Recognizing advancements in the fair representation of the gay community in advertising, the Gay and Lesbian Alliance Against Defamation hosted its inaugural Media Awards in Advertising last night in New York. Host Alan Cumming and a slew of presenters, including AAAAs President Nancy Hill, gathered to recognize the work of 10 brands that have made strides to increase the size, diversity and accuracy of LGBT-related images in advertising.
The awards show is the work of GLAAD's Advertising Media Program, launched in May to carry on the watchdog duties of the now-defunct Commercial Closet Association. In his opening remarks, GLAAD President Jarrett Barrios explained the media program's mission to "give advertisers the resources and incentives to include the [gay] community in its advertising." He also praised CCA founder Michael Wilke for his efforts to hold agencies and marketers accountable for inclusion of the LGBT community in their campaigns. (Mr. Wilke's position as executive director of CCA was eliminated when GLAAD merged with that organization a year ago.)
Alan Cumming kicked off the evening with a pitch for a new TV series about gays in the ad industry called, naturally, "GLAAD Men" -- an homage made all the more appropriate by the presence of real-life "Man Men" star Bryan Bratt, who plays a closeted gay on the show and was in-house to host the night's live auction.
Toyota Scion, Kenneth Cole, Absolut Vodka and Levi's got nods for achievement in digital. Winners for TV and print work were divided into LGBT and mainstream markets, suggesting that while gay advertising has made progress in traditional channels -- mostly on account of marketers who've owned up to their pocket of gay brand loyalists -- it's a far cry from reaching households nationwide. Case in point: In the Outstanding TV category, Bertolli's cheeky "Oven Baked Meals" spot beat out four nominees in the LGBT market. Orbitz, with nary a competitor in the mainstream market, took home a trophy for its "Golfers" spot by default.
Furniture designers Mitchell Gold and Bob Williams accepted their Public Visibility Award for service to the community along with a standing ovation, but it's hard to tell whether the mostly gay, mostly male audience was going wild for Mitchell and Bob or Judith Light (of "Who's the Boss?" and "Ugly Betty" fame), who made a surprise appearance to present the award.

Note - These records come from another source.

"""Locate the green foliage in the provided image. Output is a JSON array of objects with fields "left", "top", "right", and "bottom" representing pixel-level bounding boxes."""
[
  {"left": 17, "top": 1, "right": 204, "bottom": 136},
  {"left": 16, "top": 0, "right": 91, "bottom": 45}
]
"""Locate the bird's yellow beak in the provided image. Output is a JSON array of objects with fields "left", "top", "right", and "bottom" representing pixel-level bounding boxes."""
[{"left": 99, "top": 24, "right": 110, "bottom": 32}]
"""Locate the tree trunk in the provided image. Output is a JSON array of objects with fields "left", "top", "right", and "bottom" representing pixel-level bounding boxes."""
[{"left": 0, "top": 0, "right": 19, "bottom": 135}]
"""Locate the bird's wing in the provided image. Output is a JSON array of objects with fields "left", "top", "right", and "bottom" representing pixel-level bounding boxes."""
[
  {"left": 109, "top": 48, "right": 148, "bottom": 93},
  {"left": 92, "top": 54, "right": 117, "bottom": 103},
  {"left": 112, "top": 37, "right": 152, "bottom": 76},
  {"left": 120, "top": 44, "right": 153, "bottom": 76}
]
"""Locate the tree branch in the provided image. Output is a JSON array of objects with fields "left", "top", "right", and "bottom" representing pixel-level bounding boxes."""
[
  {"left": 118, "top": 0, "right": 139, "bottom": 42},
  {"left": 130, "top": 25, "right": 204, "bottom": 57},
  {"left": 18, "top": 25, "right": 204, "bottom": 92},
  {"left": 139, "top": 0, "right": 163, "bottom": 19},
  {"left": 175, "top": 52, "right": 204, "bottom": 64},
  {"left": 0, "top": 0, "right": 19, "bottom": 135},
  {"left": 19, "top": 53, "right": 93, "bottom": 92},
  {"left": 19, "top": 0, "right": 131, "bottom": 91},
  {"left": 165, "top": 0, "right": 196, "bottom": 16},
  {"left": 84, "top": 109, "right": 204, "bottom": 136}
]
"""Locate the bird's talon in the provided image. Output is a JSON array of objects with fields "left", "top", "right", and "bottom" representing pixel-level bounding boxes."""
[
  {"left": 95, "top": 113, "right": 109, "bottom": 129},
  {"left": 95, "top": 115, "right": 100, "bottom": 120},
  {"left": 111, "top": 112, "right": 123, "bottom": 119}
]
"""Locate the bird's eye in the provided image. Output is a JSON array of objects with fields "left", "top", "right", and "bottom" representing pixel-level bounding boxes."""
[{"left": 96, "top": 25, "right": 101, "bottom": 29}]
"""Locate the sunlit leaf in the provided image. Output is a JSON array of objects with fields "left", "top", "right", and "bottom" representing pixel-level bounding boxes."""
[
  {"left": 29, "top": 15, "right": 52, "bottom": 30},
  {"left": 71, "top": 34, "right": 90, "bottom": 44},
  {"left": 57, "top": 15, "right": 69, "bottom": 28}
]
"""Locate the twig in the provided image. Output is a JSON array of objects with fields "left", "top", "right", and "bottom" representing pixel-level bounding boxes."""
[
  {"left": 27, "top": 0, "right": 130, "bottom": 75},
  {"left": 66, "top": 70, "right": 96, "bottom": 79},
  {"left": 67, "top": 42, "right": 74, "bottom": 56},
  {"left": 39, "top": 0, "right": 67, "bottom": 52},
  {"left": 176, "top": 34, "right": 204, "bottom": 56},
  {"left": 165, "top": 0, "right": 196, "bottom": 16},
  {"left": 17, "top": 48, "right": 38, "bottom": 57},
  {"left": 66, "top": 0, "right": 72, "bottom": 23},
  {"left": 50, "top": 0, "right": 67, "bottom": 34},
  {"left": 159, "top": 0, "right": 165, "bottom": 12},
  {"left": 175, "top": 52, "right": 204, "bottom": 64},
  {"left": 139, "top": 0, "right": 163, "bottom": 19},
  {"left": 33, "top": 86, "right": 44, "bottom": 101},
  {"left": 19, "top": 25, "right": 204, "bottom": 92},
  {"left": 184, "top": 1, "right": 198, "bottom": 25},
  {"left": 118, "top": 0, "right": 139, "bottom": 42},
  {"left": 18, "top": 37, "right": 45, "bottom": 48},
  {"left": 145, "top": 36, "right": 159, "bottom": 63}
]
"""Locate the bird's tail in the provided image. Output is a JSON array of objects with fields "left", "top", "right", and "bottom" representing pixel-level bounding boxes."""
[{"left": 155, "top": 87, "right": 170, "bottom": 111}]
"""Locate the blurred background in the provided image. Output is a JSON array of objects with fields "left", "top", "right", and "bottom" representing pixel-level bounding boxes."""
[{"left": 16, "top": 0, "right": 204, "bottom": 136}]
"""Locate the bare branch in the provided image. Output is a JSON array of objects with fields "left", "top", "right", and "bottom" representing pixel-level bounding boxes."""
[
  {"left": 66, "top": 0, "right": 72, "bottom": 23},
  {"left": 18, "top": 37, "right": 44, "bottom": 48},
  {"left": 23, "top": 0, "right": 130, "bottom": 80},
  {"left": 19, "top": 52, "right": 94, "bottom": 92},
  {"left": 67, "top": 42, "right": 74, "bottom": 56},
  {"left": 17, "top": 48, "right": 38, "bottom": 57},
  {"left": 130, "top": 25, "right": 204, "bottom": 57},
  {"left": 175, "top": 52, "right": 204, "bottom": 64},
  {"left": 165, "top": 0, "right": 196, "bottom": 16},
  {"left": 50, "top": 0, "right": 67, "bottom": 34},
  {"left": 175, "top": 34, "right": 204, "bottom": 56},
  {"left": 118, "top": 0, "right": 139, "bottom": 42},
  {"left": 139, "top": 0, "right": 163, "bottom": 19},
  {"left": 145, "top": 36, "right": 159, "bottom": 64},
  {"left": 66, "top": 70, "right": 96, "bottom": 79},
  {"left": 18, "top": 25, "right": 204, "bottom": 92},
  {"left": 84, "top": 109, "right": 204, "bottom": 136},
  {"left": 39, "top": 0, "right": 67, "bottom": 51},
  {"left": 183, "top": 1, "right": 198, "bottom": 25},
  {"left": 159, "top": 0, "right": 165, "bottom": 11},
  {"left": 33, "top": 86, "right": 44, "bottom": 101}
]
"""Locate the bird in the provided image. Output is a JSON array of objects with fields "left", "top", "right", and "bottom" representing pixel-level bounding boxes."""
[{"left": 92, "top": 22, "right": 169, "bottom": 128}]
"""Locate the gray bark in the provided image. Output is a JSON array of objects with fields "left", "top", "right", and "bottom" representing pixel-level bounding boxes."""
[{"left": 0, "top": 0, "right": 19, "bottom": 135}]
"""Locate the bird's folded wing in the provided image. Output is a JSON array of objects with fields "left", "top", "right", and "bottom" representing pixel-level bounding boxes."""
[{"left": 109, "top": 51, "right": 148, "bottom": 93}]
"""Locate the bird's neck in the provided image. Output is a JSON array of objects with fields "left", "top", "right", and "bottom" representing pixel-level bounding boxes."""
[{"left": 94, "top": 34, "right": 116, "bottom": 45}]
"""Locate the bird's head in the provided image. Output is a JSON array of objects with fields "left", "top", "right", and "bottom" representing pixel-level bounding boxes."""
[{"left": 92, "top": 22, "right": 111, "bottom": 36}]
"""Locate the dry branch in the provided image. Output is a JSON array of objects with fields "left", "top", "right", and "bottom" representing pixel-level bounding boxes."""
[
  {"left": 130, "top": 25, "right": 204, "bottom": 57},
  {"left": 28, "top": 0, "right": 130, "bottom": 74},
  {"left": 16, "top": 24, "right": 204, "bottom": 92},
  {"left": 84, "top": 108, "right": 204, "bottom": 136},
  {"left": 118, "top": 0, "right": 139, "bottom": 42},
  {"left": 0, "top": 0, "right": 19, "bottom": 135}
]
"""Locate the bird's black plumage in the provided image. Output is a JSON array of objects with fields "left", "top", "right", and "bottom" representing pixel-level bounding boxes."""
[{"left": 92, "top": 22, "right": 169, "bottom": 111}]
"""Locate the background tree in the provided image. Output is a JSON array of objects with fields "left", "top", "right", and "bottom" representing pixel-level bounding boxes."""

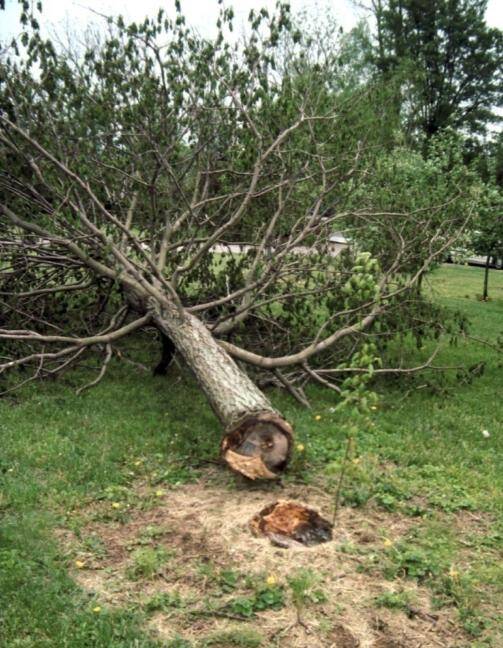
[
  {"left": 471, "top": 152, "right": 503, "bottom": 300},
  {"left": 370, "top": 0, "right": 503, "bottom": 140}
]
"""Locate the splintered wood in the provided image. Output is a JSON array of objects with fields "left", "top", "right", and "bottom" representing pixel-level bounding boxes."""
[
  {"left": 250, "top": 500, "right": 333, "bottom": 548},
  {"left": 222, "top": 412, "right": 293, "bottom": 480}
]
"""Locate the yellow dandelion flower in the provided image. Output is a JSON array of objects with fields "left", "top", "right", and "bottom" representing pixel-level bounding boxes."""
[
  {"left": 75, "top": 560, "right": 86, "bottom": 569},
  {"left": 155, "top": 489, "right": 164, "bottom": 497},
  {"left": 92, "top": 606, "right": 101, "bottom": 613},
  {"left": 134, "top": 460, "right": 142, "bottom": 466},
  {"left": 111, "top": 502, "right": 121, "bottom": 509},
  {"left": 383, "top": 538, "right": 393, "bottom": 548},
  {"left": 314, "top": 415, "right": 322, "bottom": 421},
  {"left": 370, "top": 405, "right": 378, "bottom": 411},
  {"left": 296, "top": 443, "right": 305, "bottom": 452},
  {"left": 266, "top": 575, "right": 277, "bottom": 587}
]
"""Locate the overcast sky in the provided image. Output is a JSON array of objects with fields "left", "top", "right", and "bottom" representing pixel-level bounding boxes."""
[
  {"left": 0, "top": 1, "right": 365, "bottom": 41},
  {"left": 2, "top": 0, "right": 501, "bottom": 45}
]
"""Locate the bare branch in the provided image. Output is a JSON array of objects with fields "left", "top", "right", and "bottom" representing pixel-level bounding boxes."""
[
  {"left": 0, "top": 313, "right": 152, "bottom": 347},
  {"left": 76, "top": 343, "right": 113, "bottom": 395},
  {"left": 273, "top": 369, "right": 311, "bottom": 408}
]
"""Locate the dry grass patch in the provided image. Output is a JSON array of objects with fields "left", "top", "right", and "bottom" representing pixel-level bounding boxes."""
[{"left": 59, "top": 470, "right": 473, "bottom": 647}]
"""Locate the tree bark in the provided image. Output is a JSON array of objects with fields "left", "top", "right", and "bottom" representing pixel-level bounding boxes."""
[
  {"left": 152, "top": 300, "right": 293, "bottom": 480},
  {"left": 483, "top": 253, "right": 491, "bottom": 301}
]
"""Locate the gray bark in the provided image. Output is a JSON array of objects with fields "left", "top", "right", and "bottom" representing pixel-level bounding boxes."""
[{"left": 152, "top": 300, "right": 293, "bottom": 479}]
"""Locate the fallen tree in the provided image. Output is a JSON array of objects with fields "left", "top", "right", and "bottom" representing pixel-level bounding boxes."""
[
  {"left": 1, "top": 193, "right": 294, "bottom": 479},
  {"left": 0, "top": 3, "right": 480, "bottom": 477}
]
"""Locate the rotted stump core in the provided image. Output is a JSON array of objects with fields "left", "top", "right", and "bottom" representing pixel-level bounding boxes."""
[
  {"left": 221, "top": 412, "right": 293, "bottom": 480},
  {"left": 250, "top": 500, "right": 333, "bottom": 548}
]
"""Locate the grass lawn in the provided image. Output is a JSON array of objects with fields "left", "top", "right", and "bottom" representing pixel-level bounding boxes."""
[{"left": 1, "top": 264, "right": 502, "bottom": 647}]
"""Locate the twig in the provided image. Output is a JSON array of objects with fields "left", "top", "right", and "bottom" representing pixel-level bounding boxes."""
[
  {"left": 273, "top": 369, "right": 311, "bottom": 408},
  {"left": 113, "top": 349, "right": 149, "bottom": 373},
  {"left": 303, "top": 362, "right": 342, "bottom": 393},
  {"left": 407, "top": 606, "right": 439, "bottom": 622},
  {"left": 76, "top": 343, "right": 113, "bottom": 395},
  {"left": 189, "top": 608, "right": 250, "bottom": 622},
  {"left": 463, "top": 333, "right": 503, "bottom": 355},
  {"left": 332, "top": 436, "right": 353, "bottom": 526}
]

Perhaps the most poignant moment of the evening came when Subaru CMO Tim Mahoney accepted his company's Corporate Responsibility Award. Subaru was the first national automaker to extend benefits to same-sex domestic partners. And for more than 15 years, it's been a respected example of brand building by a marketer that chose to tap a growing consumer niche despite obvious corporate hurdles and cultural taboos. "I remember thinking, I could get fired for this," Mr. Mahoney said of his decision to present gay-specific research findings to Subaru's execs back in the early '90s. The most common soundbite from focus groups at the time was, "All my friends who have Subarus are lesbians."
Subaru's embrace of the gay community in the '90s coincided with its decision to equip its vehicles with all-wheel drive. The brand's definitive slogan from the decade -- "It's not a choice. It's the way we're built" -- clearly spoke to more than transmission.
Mr. Mahoney also credited the brand's success in a recession -- Subaru sales are up 10% in 2009, he said -- to its share of LGBT buyers.
Lisa Sherman, general manager of Logo, presented Subaru with its award. Her advice for marketers debating whether to build gay-targeted advertising into their budgets was the evening's most memorable: "Not only is it good business, but it's the right thing to do."